By 2027, the plan is to triple sales. Ireland and Northern Ireland are the core markets at present. By then the aim is to grow Britain into a core market. Neil also sees big growth coming from France and Greece. By 2027, there are plans to take a small listing on the Euronext Access market.

Formulation

The formulation of Oatier is really important and a number of other oat drinks have tried and failed. Oatier developed its formulation and process in the Teagasc laboratories. Their products foam really well, but that came after four years of work on the process and formulation. Enzymes and temperatures are all key to the process. The main ingredients are water, oats, oils and minerals.

The brand and the product need to travel. A lot of work has gone into making sure the brand can scale up.

“We know the brand travels and we know the product travels,” Neil said. They have about 25 distributors in Ireland and a number in Europe.

Neil Brady in Naas. / Claire Nash

Having the production hired out in Spain allows product to be produced quickly if more markets open up.

Carbon footprint

The low-carbon footprint is really important. Neil referred to the carbon foot-printing research by Tirlán and Teagasc which has provided a carbon footprint of the oats.

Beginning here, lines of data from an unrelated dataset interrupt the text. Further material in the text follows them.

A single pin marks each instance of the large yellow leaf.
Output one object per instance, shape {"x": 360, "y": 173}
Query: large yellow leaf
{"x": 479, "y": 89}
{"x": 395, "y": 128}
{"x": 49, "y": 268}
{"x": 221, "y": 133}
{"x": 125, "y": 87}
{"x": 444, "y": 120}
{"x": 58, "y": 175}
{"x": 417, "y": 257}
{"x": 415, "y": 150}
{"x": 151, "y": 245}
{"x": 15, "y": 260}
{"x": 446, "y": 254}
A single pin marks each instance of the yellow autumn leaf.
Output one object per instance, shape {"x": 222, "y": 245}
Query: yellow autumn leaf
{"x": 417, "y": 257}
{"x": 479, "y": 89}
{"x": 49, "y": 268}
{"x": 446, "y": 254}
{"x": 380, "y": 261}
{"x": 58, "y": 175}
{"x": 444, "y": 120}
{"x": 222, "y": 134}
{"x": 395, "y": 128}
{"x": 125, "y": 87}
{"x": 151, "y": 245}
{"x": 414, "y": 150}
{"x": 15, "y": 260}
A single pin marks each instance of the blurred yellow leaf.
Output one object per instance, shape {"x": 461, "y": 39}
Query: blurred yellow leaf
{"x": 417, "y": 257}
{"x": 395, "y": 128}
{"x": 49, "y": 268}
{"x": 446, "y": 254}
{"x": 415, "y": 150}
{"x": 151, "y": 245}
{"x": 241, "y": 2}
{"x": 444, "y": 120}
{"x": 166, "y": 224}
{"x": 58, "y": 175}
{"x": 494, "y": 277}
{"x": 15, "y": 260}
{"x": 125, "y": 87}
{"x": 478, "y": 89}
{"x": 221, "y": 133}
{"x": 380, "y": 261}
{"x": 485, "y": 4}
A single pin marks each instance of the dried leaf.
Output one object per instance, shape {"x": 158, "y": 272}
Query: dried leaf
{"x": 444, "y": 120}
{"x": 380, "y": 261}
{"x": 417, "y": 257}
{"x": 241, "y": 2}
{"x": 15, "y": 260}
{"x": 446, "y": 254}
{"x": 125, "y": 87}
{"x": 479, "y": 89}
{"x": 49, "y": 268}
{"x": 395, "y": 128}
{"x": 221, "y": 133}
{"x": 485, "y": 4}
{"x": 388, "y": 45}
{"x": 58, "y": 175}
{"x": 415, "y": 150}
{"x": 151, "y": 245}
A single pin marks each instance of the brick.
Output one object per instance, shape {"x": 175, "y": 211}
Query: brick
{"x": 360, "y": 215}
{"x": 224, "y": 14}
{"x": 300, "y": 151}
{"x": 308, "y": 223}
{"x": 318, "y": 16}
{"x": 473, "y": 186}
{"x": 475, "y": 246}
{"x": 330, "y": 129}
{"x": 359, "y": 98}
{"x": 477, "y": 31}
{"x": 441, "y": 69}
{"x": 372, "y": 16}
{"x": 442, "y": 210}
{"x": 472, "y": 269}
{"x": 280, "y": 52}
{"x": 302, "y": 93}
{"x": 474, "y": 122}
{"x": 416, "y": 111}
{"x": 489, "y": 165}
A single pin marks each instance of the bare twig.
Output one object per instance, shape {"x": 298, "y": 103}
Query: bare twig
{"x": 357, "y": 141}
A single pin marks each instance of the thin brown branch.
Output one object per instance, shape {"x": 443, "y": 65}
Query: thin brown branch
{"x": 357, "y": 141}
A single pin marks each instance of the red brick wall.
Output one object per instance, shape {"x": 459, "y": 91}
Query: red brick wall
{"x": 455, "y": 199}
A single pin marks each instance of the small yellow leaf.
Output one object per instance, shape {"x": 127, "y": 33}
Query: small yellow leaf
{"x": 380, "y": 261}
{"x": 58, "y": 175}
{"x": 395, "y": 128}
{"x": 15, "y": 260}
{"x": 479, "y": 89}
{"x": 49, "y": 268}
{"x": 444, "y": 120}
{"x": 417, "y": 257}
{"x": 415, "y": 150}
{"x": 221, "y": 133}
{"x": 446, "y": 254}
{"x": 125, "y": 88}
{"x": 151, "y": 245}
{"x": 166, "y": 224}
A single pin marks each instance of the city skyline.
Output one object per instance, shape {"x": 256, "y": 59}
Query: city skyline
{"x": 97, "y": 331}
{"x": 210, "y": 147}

Irish oats have one of the lowest carbon footprints in the world at 232kg CO2eq/t. When straw is incorporated back into the soil the net footprint drops to 38kg CO2eq/t.

Oatier need to map the full chain and this will be done in one to two years and Neil sees it being printed on the carton once complete. Transparency is important. The carton is 88% plant-based with a sugar-cane cap.

Bord Bia

So, the oats are grown on Irish farms, assembled and processed here in Ireland by Tirlán, but the production of the drink happens in Spain.

It seems like an Irish product and yes, it is unfortunate that it is not manufactured here, but Bord Bia market Irish drinks made from imported grain and many other products which do not use Irish ingredients but are manufactured in Ireland.

So, what is the difference? How is it okay for Bord Bia to market whiskey made from maize imported into Ireland and not okay to market an oat drink that uses Irish oats but is made into an oat drink in Spain?

This really frustrates Neil: “We’re not Irish in their eyes. They won’t work with us.”

Oatier carton. \ Claire Nash

Neil notes Oatier has Irish oats, Irish head-quarters, an Irish team, but because its not manufactured in Ireland, the company misses out on the opportunity.

“They’re happy to work with other brands that are made in Ireland using foreign ingredients,” he says.

“We’re a small brand. They want to support small brands,” he adds, while noting that Oatier don’t have the capital to build a production facility.

Neil said they don’t tick the boxes for Bord Bia It’s no doubt frustrating for Oatier and for farmers reading as Ireland is currently failing in its target to increase the tillage area and premium markets for tillage crops have dropped and therefore income has dropped with the decline in markets.